The oil services firm Petrofac yesterday warned that its profits for next year would be lower than forecast, sending its shares tumbling in London.

The Sharjah-based company said it expected net profit next year to be US$500 million, compared to previous analyst estimates of $675m, citing weakened oil prices and project complications resulting in delays in overseas operations in Europe and Mexico.

Shares were 25.8 per cent lower at 889 pence apiece on the London Stock Exchange at 3.30pm UK time.

Oil prices continue to linger around $80 a barrel, and the Petrofac chief executive Ayman Asfari said that was one of the key factors behind lowering the firm’s guidance for 2015. “Analysts are running on $100 a barrel, but we’re at $80 so that’s an impact of about $40m to $45m [on its integrated energy services, or IES, unit],” he said.

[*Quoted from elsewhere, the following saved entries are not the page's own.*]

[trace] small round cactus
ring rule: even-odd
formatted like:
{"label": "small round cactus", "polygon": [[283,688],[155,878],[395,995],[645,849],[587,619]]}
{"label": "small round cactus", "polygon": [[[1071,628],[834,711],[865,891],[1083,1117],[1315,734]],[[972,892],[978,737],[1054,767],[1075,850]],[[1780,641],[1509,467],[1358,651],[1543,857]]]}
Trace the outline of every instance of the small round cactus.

Mr Asfari said that the company would continue to focus on matters it could control rather than the uncontrollable market. One of those areas is execution, which the firm has struggled with leading to delays on two projects in the UK. “It is clear that on a small number of projects, our execution has fallen short of the high standards we set for ourselves,” he said.

Petrofac has two divisions. The first is its engineering, construction, operations and management endeavours (Ecom) and the second is the IES unit – which includes the work that the firm is currently undertaking in the Middle East. The company will remain on track with its Ecom division, but the upstream IES business will experience a “big downgrade”, Mr Asfari said.

The company has key dealings in the UAE’s upstream sector including Petrofac Emirates, its joint venture with Nama Project Services.

The joint venture has won six engineering, procurement and construction projects since 2008 including at some big-name fields like Upper Zakum and Bab.

Despite the news that the IES division will suffer, the Middle East remains Petrofac's "brightest spot". Spending plans of national oil companies (NOCs) in the region remain unchanged, said Mr Asfari. The majority of the company's revenue has been from NOCs and these were most likely to make long-term investment decisions that are less affected by short-term changes in the oil price, he said.

The UAE’s Minister of Energy Suhail Al Mazrouei also reiterated yesterday that the outlook for the country’s oil and gas sector would remain unchanged despite lower oil.

“Prices will not signal a catastrophe,” the minister said. “We don’t look at current oil prices as a setback, we will continue to invest.”